Chablis may be the most talked-about white Burgundy of all right now. For one thing, Chablis is relatively affordable for a wine of its pedigree. Chablis is also so unmistakably a “wine of place” – a characteristic we believe more people care about these days – it’s fairly easy to understand.
Grown in Burgundy’s most northerly outpost, in soils of deep limestone strewn with marine fossils, Chablis is all about mineral, acid-driven energy. What the best producers bring to Chardonnay here is depth, not weight (yes, there’s a difference), and Thomas Pico, a young rising star in the region, gets that. His is the sure hand behind this phenomenal 2015 from Domaine Bois d’Yver, a wine that channels greats like Raveneau in delivering intensely pure Burgundian Chardonnay. We could easily envision using it in a wine class or comparative tasting because of its ‘benchmark’ quality: it just screams Chablis at its finest. You simply cannot find much village-level Chablis at this price point that delivers the goods like this one.
Pico inherited some vineyard land fairly recently, and started his own domaine, Pattes Loup, in 2005. His acquisitions have included some from his father’s domaine, Bois d’Yver, where he has continued to take on more responsibility – to the point where he now runs both properties simultaneously. In both instances, he has worked quickly and fastidiously to convert all of the vineyards to organic viticulture, something that, despite all of the talk of sustainability worldwide, hasn’t really ‘swept’ Chablis. In fact, when you read up on some of Chablis’ new-generation producers – not only Pico but Patrick Piuze; Lillian Duplessis; Sébastien Dampt – the common theme is of a ‘return,’ of sorts, to the vineyards. Chablis is still a place known for mechanized harvesting and other means of large-scale productivity, which is why, according to writers like the New York Times’ Eric Asimov, there’s an ocean of flinty, undistinctive Chablis Chardonnay out there that’s “…too tense, thin, and nervous, like an over-caffeinated Woody Allen in a bottle.”

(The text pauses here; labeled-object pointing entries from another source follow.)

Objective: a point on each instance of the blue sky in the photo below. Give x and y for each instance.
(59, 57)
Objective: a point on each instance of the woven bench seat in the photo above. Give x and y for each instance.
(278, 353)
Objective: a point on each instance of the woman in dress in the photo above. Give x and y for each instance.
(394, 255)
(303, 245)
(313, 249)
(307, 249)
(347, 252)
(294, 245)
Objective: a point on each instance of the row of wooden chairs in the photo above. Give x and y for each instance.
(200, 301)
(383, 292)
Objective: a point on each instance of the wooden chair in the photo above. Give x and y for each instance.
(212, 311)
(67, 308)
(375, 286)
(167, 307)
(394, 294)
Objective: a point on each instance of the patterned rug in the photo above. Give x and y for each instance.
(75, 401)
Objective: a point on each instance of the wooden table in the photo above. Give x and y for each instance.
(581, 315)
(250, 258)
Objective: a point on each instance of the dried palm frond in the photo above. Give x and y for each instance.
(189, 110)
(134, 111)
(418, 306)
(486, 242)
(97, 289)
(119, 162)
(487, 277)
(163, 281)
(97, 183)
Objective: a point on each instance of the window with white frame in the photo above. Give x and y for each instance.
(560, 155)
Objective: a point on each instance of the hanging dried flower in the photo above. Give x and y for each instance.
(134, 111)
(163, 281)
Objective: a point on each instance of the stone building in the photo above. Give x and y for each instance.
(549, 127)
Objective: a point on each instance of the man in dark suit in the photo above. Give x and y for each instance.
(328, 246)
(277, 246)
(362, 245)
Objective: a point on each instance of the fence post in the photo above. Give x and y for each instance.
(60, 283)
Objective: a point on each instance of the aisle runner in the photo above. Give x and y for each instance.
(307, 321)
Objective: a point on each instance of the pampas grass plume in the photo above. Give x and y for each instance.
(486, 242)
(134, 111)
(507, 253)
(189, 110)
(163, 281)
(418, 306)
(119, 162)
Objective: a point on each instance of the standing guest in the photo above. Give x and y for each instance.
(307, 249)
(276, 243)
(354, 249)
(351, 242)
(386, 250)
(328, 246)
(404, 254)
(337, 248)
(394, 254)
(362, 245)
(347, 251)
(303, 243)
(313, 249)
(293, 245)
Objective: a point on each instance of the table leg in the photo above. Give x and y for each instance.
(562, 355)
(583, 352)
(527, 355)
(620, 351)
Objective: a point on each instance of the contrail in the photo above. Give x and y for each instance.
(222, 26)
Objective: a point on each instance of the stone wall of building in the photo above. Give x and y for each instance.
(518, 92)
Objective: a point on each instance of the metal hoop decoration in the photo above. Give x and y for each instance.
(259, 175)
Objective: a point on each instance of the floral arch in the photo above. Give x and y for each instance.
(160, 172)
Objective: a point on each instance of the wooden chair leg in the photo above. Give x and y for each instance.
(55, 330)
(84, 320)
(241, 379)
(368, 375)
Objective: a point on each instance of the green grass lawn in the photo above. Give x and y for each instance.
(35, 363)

What you’ll see from the likes of Pico is a deeper, fruitier, more profound breed of Chablis. I don’t think these producers are trying to gild the lily here: it’s not about turning Chablis into something buttery, low-acid, and rich. You only have to taste their wines to recognize that. Even those employing longer lees aging (which lends creaminess) or oak-aging (not at all typical in Chablis) are not out to fundamentally alter the personality of Chardonnay from this very marginal climate. But they are trying to intensify that personality – to add muscle, not fat – and that is determined not in the winery but in the vineyard, where cleaner, healthier fruit, grown organically, is hand-selected. It also means reducing yields in vineyards, which, as in so many historic wine regions the world over, would have been considered blasphemous by the previous generation.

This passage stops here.